This is Canon Victoria’s letter in our weekly Parish News email. To sign up for our newsletter, please visit: Constant Contact. To see the full weekly Parish News email from Jan 27th, please visit: http://conta.cc/2kbr6pH
My mother had a series of saying when I was a child, most of which I have found apt and wise, with one exception. “Sticks and stones may break your bones, but names will never hurt you.” I know what she meant to mean. She meant to say, “Let go of the mean words of other children called out as bullying and don’t let them affect you.” In a similar way, I asked my children, “Who gave them power over you?” Words can wound decades after the cut from the lip is forgotten. It is people closest too us whose words can wound us worse. At the end of her life, when she was not sure of our names, my mother remembered taunts said to her as a child.
Observant Jewish parents to this day have the Sabbath custom of blessing their children. I do not directly observe that custom: but because of it, I try and praise my children when they do something good unasked. Think about how often in business or in our families, the opening line, “I need to talk to you,” raises anxiety. It is because we expect criticism, not positive feedback.

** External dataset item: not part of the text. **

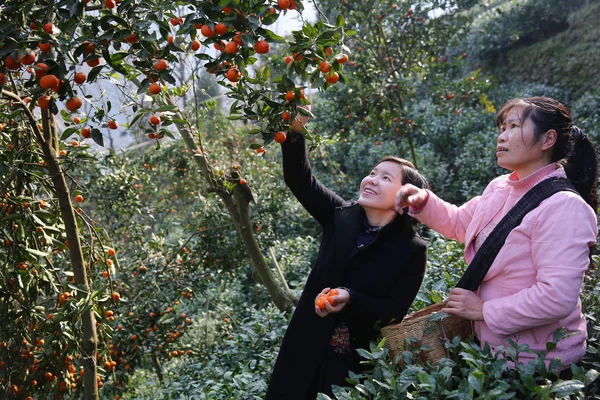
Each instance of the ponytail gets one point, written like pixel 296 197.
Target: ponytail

St. Paul says to his church members in Philippi, “Whatever is true, whatever is honorable, whatever is just, whatever is pure, whatever is pleasing, whatever is commendable…think on these things. That is actually harder than it sounds. We often find it easier to see what is wrong, than what is right. Taking time to name the good in a person can be the word that God uses to nudge him or others toward goodness. Equally, a diet of negative words can limit or destroy the future of one who hears them. Jesus says that we will have to account for every idle word we speak before the Throne of God. (Matthew 12:36) I had to read that about five times before I noticed the warning. I am more mindful since of what I say, and how I say it.